BRIEF DESCRIPTION OF THE DRAWINGS
FIG. 1 schematically shows a ferromagnetic specimen being moved past a device in accordance with the present invention in the practice of the process of the present invention;
FIG. 2 is a schematic side view of modified embodiment of the device and process of the present invention; and
FIG. 3 shows how the field lines run for a tubular specimen and use of the device of the invention for detection thereof.
DETAILED DESCRIPTION OF THE INVENTION
FIG. 1 schematically shows a ferromagnetic specimen 10 with its direction of motion illustrated by the arrows āvā. The specimen is penetrated lengthwise by a constant field as is symbolized by the letters N and S; however, the polarity of the field is generally unimportant. A defect 12 near the surface causes displaced field lines 13 with relatively steep exit angles. A hidden defect 14 which lies under the surface causes displaced field lines 15 with relative flat exit angles. The field lines 13 are suited to producing a detectable signal in the coil or probe 20. The field lines 15 are suited to producing a detectable signal in the coil 30 or in the coil 40. The coils or probes 20, 30, 40 are shown in FIG. 1 schematically as coreless and single-layer coils with only one turn and are, in practice, are provided with additional turns.
FIG. 2 shows a similar arrangement in which the coils 22, 32, 34 are provided with cores 24, 34, 44. However, in this connection, the combination of a coil 22 and a core 24 is suited to producing a detectable signal in the presence of field lines 15 as are caused, for example, by a hidden defect 14 at a certain distance. The other coil/core combinations from FIG. 2 are designed to also, and preferably, detect field lines 13, optionally, with time storage of the assorted signals and their subsequent analysis by means of suitable electronics and a computer.
It goes without saying that the signal delivered by the coils 22, 32, 42 should be supplied to an amplifier and a following signal conditioning unit in order to obtain reliable indications of defects which are present. Likewise, it goes without saying that the coils must be suitably fastened relative to one another, and advantageously, are accommodated in a suitable housing which is spaced suitably away from the specimen.
FIG. 3 shows how the field lines run for a tubular specimen in a schematic appearance, in the case of a stray flux measurement arrangement.
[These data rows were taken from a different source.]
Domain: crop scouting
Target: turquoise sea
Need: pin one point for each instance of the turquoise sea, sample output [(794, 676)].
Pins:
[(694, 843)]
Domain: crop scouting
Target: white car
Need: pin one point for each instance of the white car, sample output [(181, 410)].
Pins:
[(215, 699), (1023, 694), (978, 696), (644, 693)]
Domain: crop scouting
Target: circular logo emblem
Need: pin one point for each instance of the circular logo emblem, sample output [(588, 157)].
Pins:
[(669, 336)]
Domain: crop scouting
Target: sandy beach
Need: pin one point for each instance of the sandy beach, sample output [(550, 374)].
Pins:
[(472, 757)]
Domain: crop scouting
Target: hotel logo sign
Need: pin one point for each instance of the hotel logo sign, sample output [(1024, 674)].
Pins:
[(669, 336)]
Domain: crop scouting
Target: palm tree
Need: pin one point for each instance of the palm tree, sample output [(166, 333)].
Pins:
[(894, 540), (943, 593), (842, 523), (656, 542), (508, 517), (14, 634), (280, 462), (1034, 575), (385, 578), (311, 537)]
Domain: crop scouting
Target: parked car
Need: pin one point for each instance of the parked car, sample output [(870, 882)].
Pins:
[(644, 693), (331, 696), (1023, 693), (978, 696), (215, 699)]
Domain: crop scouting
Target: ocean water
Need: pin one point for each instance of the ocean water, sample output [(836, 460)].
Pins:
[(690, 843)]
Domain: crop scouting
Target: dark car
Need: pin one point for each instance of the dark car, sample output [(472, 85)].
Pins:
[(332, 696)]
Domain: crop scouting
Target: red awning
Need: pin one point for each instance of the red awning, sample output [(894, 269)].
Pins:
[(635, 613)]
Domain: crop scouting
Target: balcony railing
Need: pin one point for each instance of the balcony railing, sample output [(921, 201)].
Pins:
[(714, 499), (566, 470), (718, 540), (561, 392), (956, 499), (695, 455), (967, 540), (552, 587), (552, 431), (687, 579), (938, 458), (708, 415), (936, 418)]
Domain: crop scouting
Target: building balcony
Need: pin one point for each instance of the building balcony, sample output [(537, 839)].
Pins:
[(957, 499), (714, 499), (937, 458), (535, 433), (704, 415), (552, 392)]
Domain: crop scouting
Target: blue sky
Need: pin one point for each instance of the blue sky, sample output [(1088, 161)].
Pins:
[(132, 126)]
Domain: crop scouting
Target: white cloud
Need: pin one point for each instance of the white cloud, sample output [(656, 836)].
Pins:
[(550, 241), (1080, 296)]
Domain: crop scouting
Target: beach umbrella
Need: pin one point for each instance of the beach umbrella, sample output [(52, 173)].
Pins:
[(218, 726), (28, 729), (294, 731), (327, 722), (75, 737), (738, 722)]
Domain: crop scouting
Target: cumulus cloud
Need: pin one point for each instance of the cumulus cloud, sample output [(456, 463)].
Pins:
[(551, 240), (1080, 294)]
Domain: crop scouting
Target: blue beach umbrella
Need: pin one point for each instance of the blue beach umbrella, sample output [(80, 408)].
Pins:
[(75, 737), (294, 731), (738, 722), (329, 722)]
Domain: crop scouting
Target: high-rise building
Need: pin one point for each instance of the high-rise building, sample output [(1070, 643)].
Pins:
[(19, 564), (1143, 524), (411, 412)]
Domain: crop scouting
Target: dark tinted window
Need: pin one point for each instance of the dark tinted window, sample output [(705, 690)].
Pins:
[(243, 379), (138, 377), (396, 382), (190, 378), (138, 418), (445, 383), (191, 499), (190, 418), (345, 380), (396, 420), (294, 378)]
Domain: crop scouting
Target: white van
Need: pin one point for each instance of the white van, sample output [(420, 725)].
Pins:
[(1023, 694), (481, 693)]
The defect 12 near the surface displaces the field lines which normally run roughly parallel to the surface, causing steeply emerging field lines 13 which are suited to producing a detectable signal in the coil 20. The hidden defect 14 displaces the normally parallel running field lines radially outward on the surface as field lines 15 which emerge relatively flat and which are suited to producing a detectable signal in the coil 40.